I’ve been a lurker on the Straight Dope for quite a while, and as some one with strong libertarian leanings I am honestly struggling to understand the thought process behind many of the posters with more liberal views.
So here’s my totally hypothetical question. Let’s say I could prove with 100% certainty (I have a magical crystal ball) that by cutting the current tax levels in half on corporate earnings, capital gains, and on people earning more than $200k/year an additional $200 billion in government income would be generated annually.
These additional revenues would be spent on providing health care coverage for all those who currently don’t have it. As a result of these tax cuts, many of the “rich” would be paying a lower percentage of their income in taxes than the middle and lower earners – but the uninsured would now be covered.
So here’s your choice, given these two choices, would you stick with the current system (higher taxes and limited to no health care services for the poor), or would you choose to lower taxes on the “rich” if it resulted in HC insurance coverage for the poor?
What I’m trying to understand is to someone with liberal leanings what is more important, providing help to the less fortunate, or making sure the “rich” pay their fair share?
If you could prove that lowering the taxes not only provided healthcare to the people who don’t currently have it and fix the other problems with our current system and any other system that is struggling for lack of money, then I’d have no problem with it.
I wouldn’t be okay with it if, say, healthcare got improved but everything else fell to hell.
Um, actually, since I’m only a liberal by certain measures, I probably shouldn’t have answered.
My intent was not to debate “trickle down”. I’ve read enough of those debates here with the usual suspects chiming in with their 2 cents and conveniently arriving at a conclusion that supports their own political views.
I’m simply trying to understand what is more important to someone with a more liberal viewpoint then my own – providing services for those without –or a more even distribution of income.
Okay, as a typical U.S. (as opposed to Canadian, Australian, European or whatever) liberal of the New Deal variety, I’ll take a shot at it.
When Franklin Roosevelt said “I see one-third of a nation ill-fed, ill-housed and unemployed” he didn’t say under his breath “so let’s screw the other two-thirds.”
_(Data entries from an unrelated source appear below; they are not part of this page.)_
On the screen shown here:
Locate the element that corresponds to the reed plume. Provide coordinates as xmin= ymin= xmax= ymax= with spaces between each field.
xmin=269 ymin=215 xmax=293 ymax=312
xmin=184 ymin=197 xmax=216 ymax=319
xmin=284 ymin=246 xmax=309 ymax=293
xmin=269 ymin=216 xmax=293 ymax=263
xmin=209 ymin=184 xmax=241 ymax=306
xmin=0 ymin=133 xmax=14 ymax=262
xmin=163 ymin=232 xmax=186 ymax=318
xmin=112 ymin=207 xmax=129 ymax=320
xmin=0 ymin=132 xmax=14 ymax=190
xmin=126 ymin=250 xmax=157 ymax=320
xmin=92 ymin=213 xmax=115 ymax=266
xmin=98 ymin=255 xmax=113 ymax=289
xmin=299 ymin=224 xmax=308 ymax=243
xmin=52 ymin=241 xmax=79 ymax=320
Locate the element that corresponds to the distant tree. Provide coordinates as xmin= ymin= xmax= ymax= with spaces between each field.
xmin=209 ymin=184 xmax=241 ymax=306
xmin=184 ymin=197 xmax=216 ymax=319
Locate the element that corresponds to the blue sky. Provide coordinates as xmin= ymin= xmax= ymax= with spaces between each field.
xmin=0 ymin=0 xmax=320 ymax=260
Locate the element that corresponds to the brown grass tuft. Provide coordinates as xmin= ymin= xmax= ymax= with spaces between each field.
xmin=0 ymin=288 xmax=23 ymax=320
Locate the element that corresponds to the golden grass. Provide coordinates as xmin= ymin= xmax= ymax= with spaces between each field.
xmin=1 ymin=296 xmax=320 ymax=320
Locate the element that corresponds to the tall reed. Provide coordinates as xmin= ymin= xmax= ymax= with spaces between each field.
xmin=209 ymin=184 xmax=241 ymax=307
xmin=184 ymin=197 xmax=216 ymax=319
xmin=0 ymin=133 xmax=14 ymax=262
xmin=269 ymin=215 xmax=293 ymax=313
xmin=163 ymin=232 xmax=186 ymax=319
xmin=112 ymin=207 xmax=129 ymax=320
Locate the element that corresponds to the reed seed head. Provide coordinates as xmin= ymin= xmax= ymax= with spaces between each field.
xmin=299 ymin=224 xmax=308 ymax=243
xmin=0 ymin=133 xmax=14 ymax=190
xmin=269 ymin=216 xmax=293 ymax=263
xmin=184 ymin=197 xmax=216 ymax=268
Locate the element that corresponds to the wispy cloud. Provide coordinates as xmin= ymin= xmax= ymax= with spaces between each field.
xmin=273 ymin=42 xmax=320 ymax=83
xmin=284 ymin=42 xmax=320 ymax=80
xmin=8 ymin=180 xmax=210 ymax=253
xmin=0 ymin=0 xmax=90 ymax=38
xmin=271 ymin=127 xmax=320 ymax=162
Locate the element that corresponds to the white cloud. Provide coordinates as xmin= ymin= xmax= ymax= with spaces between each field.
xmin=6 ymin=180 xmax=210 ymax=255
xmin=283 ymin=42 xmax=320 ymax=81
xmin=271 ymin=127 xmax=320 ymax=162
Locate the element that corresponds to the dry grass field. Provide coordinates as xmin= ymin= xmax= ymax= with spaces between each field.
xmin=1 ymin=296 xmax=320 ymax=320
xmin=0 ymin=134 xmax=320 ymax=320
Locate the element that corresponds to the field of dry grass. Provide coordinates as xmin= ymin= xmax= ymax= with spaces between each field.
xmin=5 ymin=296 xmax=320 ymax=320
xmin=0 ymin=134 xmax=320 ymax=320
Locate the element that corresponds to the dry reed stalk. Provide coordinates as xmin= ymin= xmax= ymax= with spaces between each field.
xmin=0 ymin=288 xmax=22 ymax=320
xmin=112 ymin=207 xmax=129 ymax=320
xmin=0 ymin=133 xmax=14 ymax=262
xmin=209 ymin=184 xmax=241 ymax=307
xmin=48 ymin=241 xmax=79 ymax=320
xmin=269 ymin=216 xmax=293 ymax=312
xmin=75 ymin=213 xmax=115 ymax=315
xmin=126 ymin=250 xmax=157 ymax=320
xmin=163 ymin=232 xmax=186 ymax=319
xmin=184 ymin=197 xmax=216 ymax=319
Contrary to what some would have you believe, American liberals are not opposed to people being rich. We don’t wish to simply redistribute income so that everyone winds up in the same drab apartment, riding the same mass transit to pick up our children from mandatory daycare.
A good liberal wants everyone to have access to a basic level of services. Now, we’ll all have a big fight over the definition of “basic level” but we understand that people who can afford to pay more will end up getting more (or better). And that’s okay, as long as everyone can get enough (or good enough).
So, in terms of your hypothetical, If it means that 50,000 families can get health care, then yes, Bill Gates can have a few more million.
The real question you’re posing has nothing to do with healthcare for the masses. Clearly, if the government had more income, it could do anything it wanted with the money. National healthcare is just one of many options. Your real question is: If I could prove that lower taxes on the wealthy would lead to higher government revenue, would you be for it? Well, who wouldn’t be? Unfortunately, the real answer is: your crystal ball is defective. Our tax rates are far below the levels where this might work. Plus, you’d get more bang for the buck by raising taxes on the wealthy and reducing them on the low and middle class.